In the words of Jesus and the apostles’ writings, his Catholic Church is often described as a building. We are “God’s building.” We are “God’s temple” — built on the cornerstone of Jesus Christ and the foundations of his twelve apostles.

In the Scriptures, St. Peter and his successors as Pope are described as the “rock” upon which Christ is building his Church. The apostles and their successors, the bishops, are compared to “skilled master builders.” And each one of us is a “living stone” who is called to build up the “spiritual house” of his Church.

A cathedral is a very special church. Like every church, it is a house of prayer for a family of faith. It is the place where we meet the living God. But it is also something greater.

A cathedral is the bishop’s “seat” (his cathedra in Latin). And because the bishop’s ministry forms the foundation of Christ’s Church on earth, every cathedral is a sign of the Kingdom that Jesus came to proclaim and to establish.

The builders of our Cathedral placed themselves in the service of this great story of salvation. And this is a task for every one of us. We are called to continue building on the foundations they laid.

In every age and every place, the cathedral is the first church, the mother church, and the foundation that generates and unites all the other churches in the great mission that Jesus entrusted to his Church.

This weekend we are celebrating the 10th anniversary of the consecration of our Cathedral of Our Lady of the Angels on September 2, 2002.

This is a very special moment in the life of our local Church. And it is a moving experience for me. Because I was not here for the building of this Cathedral. Yet in his grace, God has entrusted me with responsibility for this “seat.” He has called me to work with his grace and to build on the strong foundations laid by those who have gone before me.

This is the way it is in the Church. We are always God’s fellow-workers. We are always working with his grace, building on foundations set down by others.

The builders of our Cathedral never saw Jesus. They never talked to him. They were born 20 centuries too late for that. Yet they heard his Gospel. It came to them through the witness of others who went before them. It came to them through the “living stones” of his Church, built on Christ and the foundation of the apostles.

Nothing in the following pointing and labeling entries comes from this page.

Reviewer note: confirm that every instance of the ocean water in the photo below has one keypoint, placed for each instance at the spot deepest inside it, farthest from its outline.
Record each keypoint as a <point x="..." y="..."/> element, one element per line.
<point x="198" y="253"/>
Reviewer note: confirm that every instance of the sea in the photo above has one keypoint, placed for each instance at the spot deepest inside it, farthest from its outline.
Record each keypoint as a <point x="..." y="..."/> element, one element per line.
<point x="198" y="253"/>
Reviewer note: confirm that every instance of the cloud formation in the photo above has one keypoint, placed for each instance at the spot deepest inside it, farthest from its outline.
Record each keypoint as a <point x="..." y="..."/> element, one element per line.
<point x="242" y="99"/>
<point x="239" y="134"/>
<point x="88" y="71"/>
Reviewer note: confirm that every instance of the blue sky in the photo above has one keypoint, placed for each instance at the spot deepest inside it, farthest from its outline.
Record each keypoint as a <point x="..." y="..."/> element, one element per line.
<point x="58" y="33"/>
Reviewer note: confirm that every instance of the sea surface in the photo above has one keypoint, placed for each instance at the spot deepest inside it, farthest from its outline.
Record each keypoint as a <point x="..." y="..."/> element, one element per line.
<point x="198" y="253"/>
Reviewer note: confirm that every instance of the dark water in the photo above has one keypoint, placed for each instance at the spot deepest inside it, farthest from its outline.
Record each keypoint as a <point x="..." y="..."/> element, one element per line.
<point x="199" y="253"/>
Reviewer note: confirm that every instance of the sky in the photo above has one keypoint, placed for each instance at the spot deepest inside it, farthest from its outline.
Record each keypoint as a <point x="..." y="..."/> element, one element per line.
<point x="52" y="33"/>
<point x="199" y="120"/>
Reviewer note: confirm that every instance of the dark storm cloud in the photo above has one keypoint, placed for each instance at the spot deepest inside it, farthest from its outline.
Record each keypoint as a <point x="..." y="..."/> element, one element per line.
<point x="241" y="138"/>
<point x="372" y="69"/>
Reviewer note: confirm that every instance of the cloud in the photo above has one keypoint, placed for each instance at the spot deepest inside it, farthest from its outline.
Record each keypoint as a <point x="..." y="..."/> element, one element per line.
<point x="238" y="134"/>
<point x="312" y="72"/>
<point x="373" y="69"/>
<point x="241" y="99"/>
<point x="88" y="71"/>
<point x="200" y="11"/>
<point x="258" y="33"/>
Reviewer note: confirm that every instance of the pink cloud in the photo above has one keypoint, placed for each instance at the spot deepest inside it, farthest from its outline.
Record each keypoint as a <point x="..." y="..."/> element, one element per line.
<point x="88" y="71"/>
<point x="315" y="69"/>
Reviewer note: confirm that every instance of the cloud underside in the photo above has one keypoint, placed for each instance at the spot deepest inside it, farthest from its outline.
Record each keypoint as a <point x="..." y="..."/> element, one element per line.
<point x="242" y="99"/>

The apostles spread the faith from Galilee and Jerusalem throughout Europe and Asia. Their successors sent missionaries to Mexico and the New World. And these missionaries evangelized California, and brought the faith to this city they named for Our Lady of the Angels.

The builders of our Cathedral placed themselves in the service of this great story of salvation. And this is a task for every one of us. We are called to continue building on the foundations they laid.

God wants each one of us to be a living stone in his Church. He is calling us to do our part and to participate in his great plan of redemption for the world. We are here to build for God and with God. We are here to serve the mission of his Church.

As a sign of our faith as “living stones,” we are also dedicating this weekend a new Shrine to Our Lady of Guadalupe, located inside the Cathedral.

I pray that this new shrine will serve as a sign of our dedication to the Church’s mission of the new evangelization of our city and our continent.

As we pray for one another this week, let’s pray that this anniversary and this new shrine will inspire us to live our faith with new joy and new strength.

Let’s ask Our Lady of the Angels to make our Cathedral — and every church in this great Archdiocese — a place where the family of God is nourished, and where new generations can meet the living God and know his mercy and salvation.